Es mi derecho, no me mates

blogeditor · 20 de mayo de 2021

Es mi derecho, no me mates

“Que nada nos limite. Que nada nos defina. Que nada nos sujete. Que la libertad sea nuestra propia sustancia”.

Simone de Beauvoir.

 

El derecho a manifestarse forma parte del derecho a la libertad de expresión, el ejercicio de este derecho debe realizarse en armonía con nuestra vida en sociedad. Sin embargo, las manifestaciones en América Latina se caracterizan por una tensión constante de violencia; por un lado, la población que busca ser escuchada y llamar la atención del gobierno a como dé lugar y por otro la contención de las autoridades que buscan mantener el orden de los manifestantes en un intento de negar la expresión del descontento popular.

En las últimas semanas, Colombia ha sido el foco de atención internacional debido a la violencia ejercida por las autoridades durante el Paro Nacional que lleva más de 15 días.

Según datos de GRITA, plataforma de la ONG Temblores que busca facilitar la denuncia de violencias policiales en Colombia, durante las manifestaciones del 28 de abril al 12 de mayo se reportaron 2,110 casos de violencia policial, 39 homicidios por parte de la policía, 133 casos de disparo de arma de fuego y 16 víctimas de violencia sexual.

 

En los primeros días, el objetivo de las manifestaciones era expresar al gobierno la desaprobación hacia la reforma tributaria propuesta por el presidente Iván Duque para hacer frente a la crisis económica causada por la pandemia de COVID-19.

El descontento de los ciudadano con esta reforma se debía a que implicaba gravar por primera vez un impuesto a quienes ganasen en promedio 656 dólares al mes, una medida considerada irreal. Además, consideraba un aumento en el IVA que impactaba principalmente al uso de combustibles y por consiguiente a los productos.

Ante las olas de violencia contra los manifestantes en los primeros días de protesta, la desaprobación y enojo de los ciudadanos incrementó y aunque la reforma ya fue retirada, las protestas continúan, pero esta vez los colombianos exigen justicia ante el aumento de la pobreza, el desempleo y la desigualdad provocadas por la pandemia así como erradicar el abuso de poder que existe en el país.

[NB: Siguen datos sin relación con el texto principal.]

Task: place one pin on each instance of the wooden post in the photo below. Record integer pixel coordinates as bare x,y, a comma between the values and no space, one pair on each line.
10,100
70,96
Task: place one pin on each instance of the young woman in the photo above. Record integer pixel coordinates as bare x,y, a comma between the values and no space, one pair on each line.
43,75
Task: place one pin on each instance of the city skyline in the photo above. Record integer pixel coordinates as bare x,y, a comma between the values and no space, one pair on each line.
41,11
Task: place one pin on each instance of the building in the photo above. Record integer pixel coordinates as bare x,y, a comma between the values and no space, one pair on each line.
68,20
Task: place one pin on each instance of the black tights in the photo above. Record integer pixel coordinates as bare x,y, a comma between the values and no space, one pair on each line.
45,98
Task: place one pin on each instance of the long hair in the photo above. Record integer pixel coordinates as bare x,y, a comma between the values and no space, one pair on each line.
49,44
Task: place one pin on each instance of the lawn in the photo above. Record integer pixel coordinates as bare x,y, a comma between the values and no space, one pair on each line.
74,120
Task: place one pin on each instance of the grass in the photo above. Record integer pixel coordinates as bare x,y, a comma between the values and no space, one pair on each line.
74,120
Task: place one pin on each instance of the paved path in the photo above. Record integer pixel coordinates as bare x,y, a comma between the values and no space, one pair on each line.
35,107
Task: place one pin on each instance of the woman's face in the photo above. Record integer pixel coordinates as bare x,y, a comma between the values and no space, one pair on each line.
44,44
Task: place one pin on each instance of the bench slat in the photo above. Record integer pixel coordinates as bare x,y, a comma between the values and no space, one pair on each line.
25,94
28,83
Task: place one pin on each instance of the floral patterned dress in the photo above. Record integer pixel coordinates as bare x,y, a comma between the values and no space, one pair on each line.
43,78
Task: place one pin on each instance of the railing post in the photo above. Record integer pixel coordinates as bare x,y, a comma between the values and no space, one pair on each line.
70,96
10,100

En estas 2 semanas se ha evidenciado el coraje y cansancio generalizado de todo un país que busca alzar la voz y exigir justicia ante los problemas económicos que el país ha presentado durante años y que se hicieron más evidentes en los últimos meses. Un país que exige que sus derechos sean respetados y que se castigue a las autoridades que violentan a los ciudadanos que sólo buscaban hacer uso de sus derechos.

 

Es imposible no sentir empatía por lo que están viviendo los colombianos, ya que es un reflejo de lo que muchas veces hemos vivido en carne propia en nuestro país. Donde no sólo no se respetan nuestros derechos, sino que se castiga con violencia cuando pedimos que se haga justicia.

Los ciudadanos tenemos el derecho de alzar la voz cuando el gobierno no ayuda a los intereses del pueblo y a exigir que se respete ese derecho sin condiciones y sin violencia.

Es momento de erradicar la violencia que las autoridades ejercen contra los ciudadanos, es momento de exigir que nuestros derechos sean respetados, ¿será momento de abrir nuevos canales de comunicación y abrir nuevas brechas para hacer valer nuestros derechos?